Well that was that. It meant I’d not only have to invent a name but a School to which he belonged and maybe even an address. Better start all over again. My Ogorki Demi-sel arrived and I was flabbergasted to see that it consisted of a dish of pickles—those baby cucumbers, the kind I hate, and a bit of cream cheese, the demi-sel—that had somehow, God knew how, detached itself from the hors-d’oeuvres proper and was masquerading as a first course. Nevertheless I nibbled away brooding over which tack to take.

“I haven’t actually started going to an analyst yet,” I said finally. “To tell you the truth, I’m afraid to. All my friends that go seem to get so much wackier”—this at least was true— “and I feel so much better now. You know, now that I’m over here and away from it all.”

“I do wish you’d tell me what happened,” he prodded me
gently. “I’m very good with stretcher cases.” He had, I noticed, stopped eating his Crème Waldeze, a flat grey soup—to give me his undivided attention.

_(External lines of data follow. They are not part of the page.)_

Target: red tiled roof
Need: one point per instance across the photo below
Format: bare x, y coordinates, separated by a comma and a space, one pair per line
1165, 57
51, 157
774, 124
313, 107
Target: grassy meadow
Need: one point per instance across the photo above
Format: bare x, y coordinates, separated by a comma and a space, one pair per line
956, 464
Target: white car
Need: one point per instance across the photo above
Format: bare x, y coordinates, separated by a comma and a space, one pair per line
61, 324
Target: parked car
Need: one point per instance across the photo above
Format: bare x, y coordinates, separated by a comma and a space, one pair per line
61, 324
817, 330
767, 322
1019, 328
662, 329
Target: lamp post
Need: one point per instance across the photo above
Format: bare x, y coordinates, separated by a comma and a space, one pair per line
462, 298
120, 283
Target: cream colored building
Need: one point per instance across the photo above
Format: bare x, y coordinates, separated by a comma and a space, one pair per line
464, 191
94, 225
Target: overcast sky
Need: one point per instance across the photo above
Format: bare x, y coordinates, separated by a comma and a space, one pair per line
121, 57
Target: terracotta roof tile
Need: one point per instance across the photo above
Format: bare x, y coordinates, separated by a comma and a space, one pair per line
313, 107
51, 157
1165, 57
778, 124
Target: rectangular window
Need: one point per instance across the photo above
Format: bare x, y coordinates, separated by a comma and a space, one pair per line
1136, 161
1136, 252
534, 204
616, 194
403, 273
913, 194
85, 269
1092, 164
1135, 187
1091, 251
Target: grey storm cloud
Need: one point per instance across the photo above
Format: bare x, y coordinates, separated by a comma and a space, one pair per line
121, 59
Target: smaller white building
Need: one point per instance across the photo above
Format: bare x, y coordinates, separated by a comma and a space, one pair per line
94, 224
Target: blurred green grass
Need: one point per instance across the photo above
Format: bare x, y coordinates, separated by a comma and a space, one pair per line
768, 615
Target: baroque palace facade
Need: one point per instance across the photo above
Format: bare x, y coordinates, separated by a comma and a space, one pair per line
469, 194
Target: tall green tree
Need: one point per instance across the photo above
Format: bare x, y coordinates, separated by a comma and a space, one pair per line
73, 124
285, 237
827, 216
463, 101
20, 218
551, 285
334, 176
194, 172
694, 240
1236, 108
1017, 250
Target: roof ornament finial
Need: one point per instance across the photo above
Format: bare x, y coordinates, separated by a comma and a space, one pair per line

Now I had chosen the name Honey Flood in the first place because it was the name of the girl who had been my roommate at boarding school and at college, my best friend, in short, the person I had known best. I knew her home and her family inside out. I knew her address in the East Seventies and her telephone number and the colour of her bedspread. I knew her mother’s first name and that of her father, and what her father did. But I had intended only to make use of her externals; her statistics, that is. It had never occurred to me until right then that I might find myself using her
story
as well: her breakdown as well as her hometown. Yet there it was, I realized, all set up—a real live nervous breakdown as right and ready-made for me as the rest of her.

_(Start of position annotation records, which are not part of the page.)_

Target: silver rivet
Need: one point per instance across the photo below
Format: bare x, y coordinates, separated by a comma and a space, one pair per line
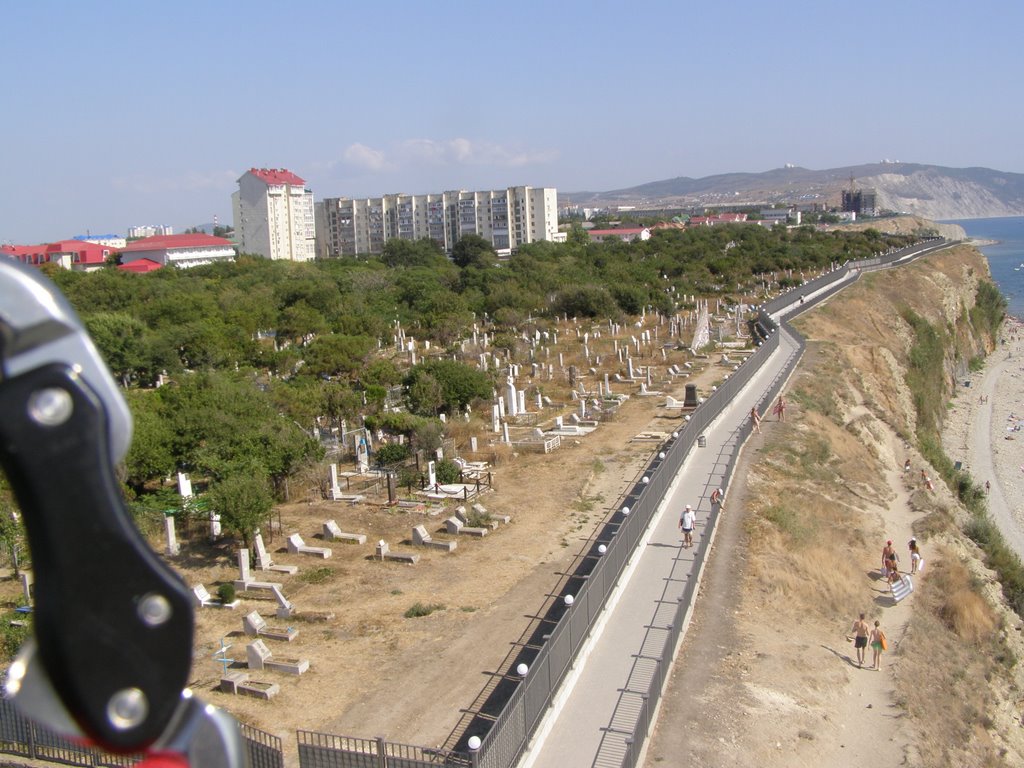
154, 609
127, 709
50, 407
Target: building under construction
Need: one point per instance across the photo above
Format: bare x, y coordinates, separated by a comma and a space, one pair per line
861, 202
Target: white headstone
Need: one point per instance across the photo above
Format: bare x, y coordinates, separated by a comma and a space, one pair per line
244, 574
184, 485
172, 542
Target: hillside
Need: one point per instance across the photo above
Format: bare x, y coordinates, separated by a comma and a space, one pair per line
928, 190
816, 499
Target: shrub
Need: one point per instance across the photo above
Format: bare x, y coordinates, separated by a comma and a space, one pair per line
226, 593
316, 576
446, 471
391, 453
420, 609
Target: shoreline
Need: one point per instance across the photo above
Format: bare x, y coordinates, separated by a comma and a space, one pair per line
985, 430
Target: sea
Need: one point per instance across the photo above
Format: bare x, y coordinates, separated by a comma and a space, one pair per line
1006, 256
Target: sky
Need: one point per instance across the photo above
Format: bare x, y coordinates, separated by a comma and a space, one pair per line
122, 114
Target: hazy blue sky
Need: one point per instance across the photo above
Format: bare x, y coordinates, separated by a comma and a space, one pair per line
139, 113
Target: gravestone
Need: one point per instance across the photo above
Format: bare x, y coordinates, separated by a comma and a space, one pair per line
690, 398
420, 536
28, 580
335, 488
172, 542
184, 485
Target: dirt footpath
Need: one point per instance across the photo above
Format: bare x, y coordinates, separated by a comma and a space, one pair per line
374, 672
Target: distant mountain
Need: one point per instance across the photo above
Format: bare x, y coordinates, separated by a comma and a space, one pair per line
928, 190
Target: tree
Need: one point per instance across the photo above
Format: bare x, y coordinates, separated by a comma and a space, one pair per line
424, 393
244, 502
150, 455
472, 250
454, 383
119, 337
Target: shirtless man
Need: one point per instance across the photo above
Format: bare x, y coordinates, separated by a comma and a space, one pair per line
686, 521
860, 631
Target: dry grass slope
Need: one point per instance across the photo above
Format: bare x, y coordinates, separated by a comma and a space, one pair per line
818, 493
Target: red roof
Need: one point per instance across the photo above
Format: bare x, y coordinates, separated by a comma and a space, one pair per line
140, 265
83, 252
614, 232
170, 242
276, 176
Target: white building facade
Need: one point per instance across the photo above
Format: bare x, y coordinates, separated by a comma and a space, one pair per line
148, 230
506, 218
273, 215
182, 251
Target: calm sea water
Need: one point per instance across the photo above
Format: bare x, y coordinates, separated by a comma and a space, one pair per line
1006, 259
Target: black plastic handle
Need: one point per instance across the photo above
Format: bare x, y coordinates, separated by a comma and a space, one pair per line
114, 623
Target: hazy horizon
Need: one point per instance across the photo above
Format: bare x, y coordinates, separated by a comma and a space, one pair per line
122, 114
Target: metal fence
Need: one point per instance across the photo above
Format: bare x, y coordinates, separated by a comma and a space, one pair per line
505, 733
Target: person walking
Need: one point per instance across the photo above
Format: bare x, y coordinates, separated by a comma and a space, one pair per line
860, 631
779, 409
888, 552
686, 523
914, 556
717, 499
879, 643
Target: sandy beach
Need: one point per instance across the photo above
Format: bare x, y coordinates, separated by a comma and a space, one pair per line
985, 430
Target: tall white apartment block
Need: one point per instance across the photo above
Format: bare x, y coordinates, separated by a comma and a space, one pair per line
273, 215
506, 218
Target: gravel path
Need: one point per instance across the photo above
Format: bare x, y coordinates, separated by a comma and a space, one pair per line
981, 431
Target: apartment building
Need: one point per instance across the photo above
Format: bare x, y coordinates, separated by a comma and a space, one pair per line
507, 218
273, 215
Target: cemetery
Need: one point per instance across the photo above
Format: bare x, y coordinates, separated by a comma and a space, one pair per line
579, 412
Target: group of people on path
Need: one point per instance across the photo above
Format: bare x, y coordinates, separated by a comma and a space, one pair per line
864, 635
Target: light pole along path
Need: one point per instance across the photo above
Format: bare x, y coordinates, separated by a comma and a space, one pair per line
597, 708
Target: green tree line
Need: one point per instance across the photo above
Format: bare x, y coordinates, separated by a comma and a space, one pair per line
253, 354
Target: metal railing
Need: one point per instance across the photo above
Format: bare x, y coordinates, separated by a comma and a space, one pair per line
507, 720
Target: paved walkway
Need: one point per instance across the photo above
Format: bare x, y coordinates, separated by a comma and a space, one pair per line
599, 705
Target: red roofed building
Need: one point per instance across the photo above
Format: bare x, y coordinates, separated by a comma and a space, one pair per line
718, 218
140, 265
625, 235
177, 250
273, 215
78, 255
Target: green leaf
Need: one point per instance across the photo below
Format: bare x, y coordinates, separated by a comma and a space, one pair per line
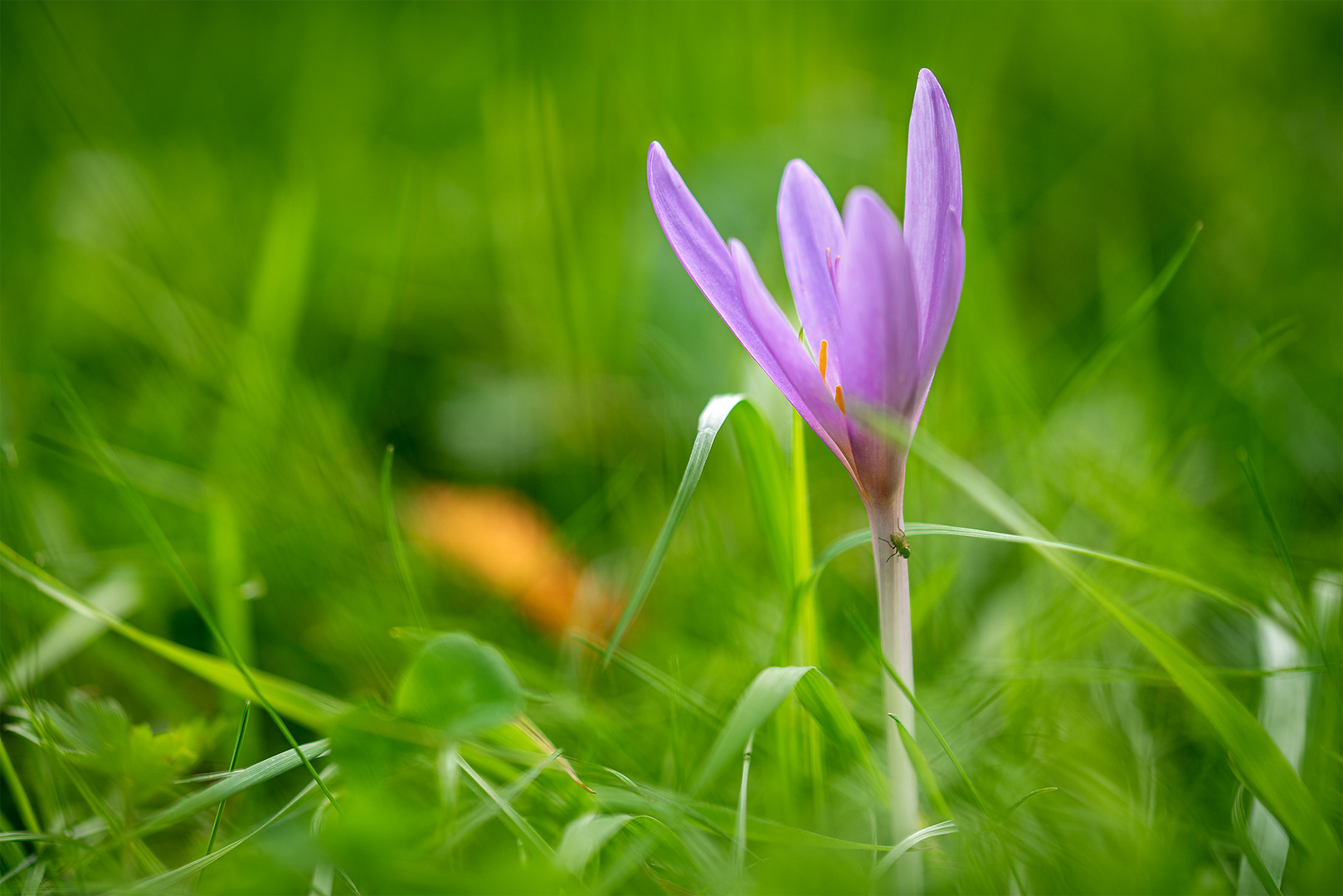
1263, 765
771, 832
767, 480
712, 418
859, 538
821, 699
586, 835
394, 536
226, 787
1247, 844
909, 843
80, 419
460, 685
757, 704
1113, 343
119, 596
763, 696
927, 781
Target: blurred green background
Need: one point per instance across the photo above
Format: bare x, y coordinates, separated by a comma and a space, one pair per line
266, 241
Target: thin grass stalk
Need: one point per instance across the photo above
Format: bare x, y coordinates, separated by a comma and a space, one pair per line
232, 766
740, 853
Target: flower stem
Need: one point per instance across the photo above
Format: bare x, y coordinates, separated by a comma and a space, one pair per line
898, 644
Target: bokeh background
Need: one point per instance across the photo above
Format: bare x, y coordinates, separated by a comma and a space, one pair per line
266, 241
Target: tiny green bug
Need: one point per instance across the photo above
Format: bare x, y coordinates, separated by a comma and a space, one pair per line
898, 544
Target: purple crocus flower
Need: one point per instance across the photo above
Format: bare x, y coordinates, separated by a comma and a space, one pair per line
876, 305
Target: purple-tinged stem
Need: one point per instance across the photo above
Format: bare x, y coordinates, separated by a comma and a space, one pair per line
898, 644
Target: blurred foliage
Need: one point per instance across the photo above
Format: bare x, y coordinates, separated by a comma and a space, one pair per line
266, 241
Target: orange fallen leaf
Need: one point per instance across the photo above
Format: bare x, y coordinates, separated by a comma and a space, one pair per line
507, 542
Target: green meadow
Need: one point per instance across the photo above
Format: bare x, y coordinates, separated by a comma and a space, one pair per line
247, 648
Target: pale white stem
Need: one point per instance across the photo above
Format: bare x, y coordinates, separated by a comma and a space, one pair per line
887, 519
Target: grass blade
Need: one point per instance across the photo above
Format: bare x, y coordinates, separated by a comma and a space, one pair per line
757, 703
711, 421
740, 845
1247, 844
820, 698
659, 681
767, 480
171, 879
516, 821
909, 843
923, 713
1265, 770
507, 796
232, 765
1297, 610
119, 596
1113, 343
859, 538
226, 787
927, 781
765, 830
78, 416
585, 839
394, 538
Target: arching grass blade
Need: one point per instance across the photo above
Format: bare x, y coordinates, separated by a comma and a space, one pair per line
711, 421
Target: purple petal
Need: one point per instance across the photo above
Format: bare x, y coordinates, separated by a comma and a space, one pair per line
932, 187
939, 328
813, 241
878, 317
694, 241
800, 381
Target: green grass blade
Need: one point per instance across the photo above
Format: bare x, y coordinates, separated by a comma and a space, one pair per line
394, 538
1299, 610
659, 681
1113, 343
507, 796
173, 878
766, 830
927, 781
17, 790
78, 416
1034, 793
820, 698
1265, 770
740, 826
520, 825
232, 765
909, 843
1247, 844
923, 713
711, 421
299, 702
119, 596
585, 839
226, 787
767, 480
859, 538
757, 703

However, as I embarked upon her story the strangest change came over me. I discovered that it was possible to be the sort of liar who comes to believe her lies almost the instant they spring from her lips. For no sooner had I begun to talk about myself as Honey Flood than I felt myself mysteriously osmosing into her: a harrowing experience.

Try telling a story in which you behaved in a somewhat less than exemplary fashion and try telling it from the point of view of the person you behaved that way towards
and
try laying it on thick for the sympathy of your listener, and see if you don’t find your real self in the disagreeable position of standing by and watching you becoming an absolute fiend.

I gave up the pickles, downed the dregs of my mouldy martini and began to recall events I had not thought once of for at least three years. Honey, visiting in Texas that summer she fell in love. I painted a large lush canvas and flung myself into it. I pictured us moonstruck, the boy and I, languishing in a tree-strung hammock under star-hung nights. And all her desperate, dangerous wonders of requited first love slipped in suddenly as if it were my real past. A hot wind blew through parched western plains, swimming pools glittered in the afternoon sun, organdie dance dresses crushed softly into the night. The summer passed, spun golden. How vividly it had all remained in Honey’s memory, so that I, who had never even been in Texas, could feel it flowing through me, could feel especially the boy, the silky, skinny, high-strung boy—who happened to be a multi-multi-multi-oil-millionaire as well.

And then, back to college in the autumn. It was, Honey remembers, Junior Year. A snow-storm of love letters from the boy. Some of them, says Honey, I show to my roommate, for we’ve always been so close, and she seems so happy for me. Oh, and a little amused as well, I know—she’s a bit of a cynic, this roommate. Well, not exactly a cynic, perhaps that’s the wrong word, but so sophisticated, and cool, and knowing. I can’t imagine, says Honey, what
she’d
ever be like head over heels in love so I don’t show her all the letters of course but enough, unquestionably enough that she can see how much we matter to each other, the boy and I.